Heather Ilott Case heads to Supreme Court after charities lodge appeal

The case of a woman who contested her late mother’s will after she was left nothing is to be heard in the Supreme Court after the three animal charities who originally received the whole estate decided to appeal.

The charities: The Blue Cross Animal Welfare Charity, the RSPB and the RSPCA are looking to overturn the decision which saw Heather Ilott awarded £163,000, enough to buy her own council house.

Ms Ilott received around a third of her mother, Melita Jackson’s £486,000 estate after successfully arguing that the “reasonable financial provision” that must be made for children under the 1975 Inheritance Act should apply to adult children also.

Ms Ilott had been raised solely by her mother after her father died in an accident three months after she was born but had been estranged from her mother for 26 years, having walked out of the family home to move in with her now husband and father of her five children, Nicholas Ilott.

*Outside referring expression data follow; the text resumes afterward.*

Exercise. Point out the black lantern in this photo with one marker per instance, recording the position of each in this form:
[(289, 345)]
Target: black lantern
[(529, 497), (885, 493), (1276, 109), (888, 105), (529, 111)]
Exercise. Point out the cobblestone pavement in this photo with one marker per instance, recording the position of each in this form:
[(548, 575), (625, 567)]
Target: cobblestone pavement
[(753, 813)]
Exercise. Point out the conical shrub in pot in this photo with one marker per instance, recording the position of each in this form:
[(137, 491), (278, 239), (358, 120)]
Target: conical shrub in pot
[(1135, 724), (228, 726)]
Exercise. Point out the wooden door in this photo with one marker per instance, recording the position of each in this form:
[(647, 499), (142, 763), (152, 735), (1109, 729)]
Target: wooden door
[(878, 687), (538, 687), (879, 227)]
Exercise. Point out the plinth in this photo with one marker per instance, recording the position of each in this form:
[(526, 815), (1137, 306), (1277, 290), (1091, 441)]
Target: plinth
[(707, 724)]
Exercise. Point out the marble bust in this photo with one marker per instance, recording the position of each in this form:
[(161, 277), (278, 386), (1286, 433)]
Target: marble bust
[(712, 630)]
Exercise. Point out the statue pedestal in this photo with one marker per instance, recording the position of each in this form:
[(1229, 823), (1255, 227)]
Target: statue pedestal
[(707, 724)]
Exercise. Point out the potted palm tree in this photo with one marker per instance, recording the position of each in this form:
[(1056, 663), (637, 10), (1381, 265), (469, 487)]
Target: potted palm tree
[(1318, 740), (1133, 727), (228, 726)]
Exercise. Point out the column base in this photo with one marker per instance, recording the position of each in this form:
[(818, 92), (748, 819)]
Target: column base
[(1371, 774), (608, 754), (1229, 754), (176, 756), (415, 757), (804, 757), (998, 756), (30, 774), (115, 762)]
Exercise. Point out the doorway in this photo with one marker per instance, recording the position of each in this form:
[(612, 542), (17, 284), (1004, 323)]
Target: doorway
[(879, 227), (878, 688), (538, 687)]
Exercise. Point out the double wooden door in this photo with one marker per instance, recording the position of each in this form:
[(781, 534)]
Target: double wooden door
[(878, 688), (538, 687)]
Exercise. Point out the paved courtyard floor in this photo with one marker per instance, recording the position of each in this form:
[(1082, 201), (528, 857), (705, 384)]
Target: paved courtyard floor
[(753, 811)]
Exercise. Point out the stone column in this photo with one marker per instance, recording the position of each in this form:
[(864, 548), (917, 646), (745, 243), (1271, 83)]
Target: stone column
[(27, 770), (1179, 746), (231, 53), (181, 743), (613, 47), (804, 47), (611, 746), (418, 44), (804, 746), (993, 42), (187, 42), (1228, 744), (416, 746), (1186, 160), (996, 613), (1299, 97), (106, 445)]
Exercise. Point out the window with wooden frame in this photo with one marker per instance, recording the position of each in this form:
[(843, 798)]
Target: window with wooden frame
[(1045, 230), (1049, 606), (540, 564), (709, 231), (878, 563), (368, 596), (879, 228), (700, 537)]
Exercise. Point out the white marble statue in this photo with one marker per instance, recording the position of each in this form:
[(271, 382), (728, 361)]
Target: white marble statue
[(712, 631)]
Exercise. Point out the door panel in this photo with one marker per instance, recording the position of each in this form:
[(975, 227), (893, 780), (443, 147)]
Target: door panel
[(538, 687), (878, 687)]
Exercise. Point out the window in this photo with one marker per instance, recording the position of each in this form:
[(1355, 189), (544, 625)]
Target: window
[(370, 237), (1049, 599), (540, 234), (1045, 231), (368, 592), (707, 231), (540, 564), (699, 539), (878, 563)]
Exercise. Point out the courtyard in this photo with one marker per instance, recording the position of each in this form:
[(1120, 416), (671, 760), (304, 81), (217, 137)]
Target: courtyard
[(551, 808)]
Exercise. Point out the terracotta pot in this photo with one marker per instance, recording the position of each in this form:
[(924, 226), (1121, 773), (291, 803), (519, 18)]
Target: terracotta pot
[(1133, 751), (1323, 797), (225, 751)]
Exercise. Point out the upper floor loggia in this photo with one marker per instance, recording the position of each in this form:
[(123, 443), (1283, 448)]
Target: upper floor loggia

The Court of Appeal had previously ruled that the late Ms Jackson had behaved in an “unreasonable, capricious and harsh way towards her only child”.

James Aspden from law firm Wilsons, who is bringing the charities’ case, said: “Win or lose, we expect to have a much clearer and better answer to when the court will use its power,” he said. “This is about trying to get some certainty on when the court can use its powers to intervene in this way.”

A date for the appeal to be heard has yet to be set.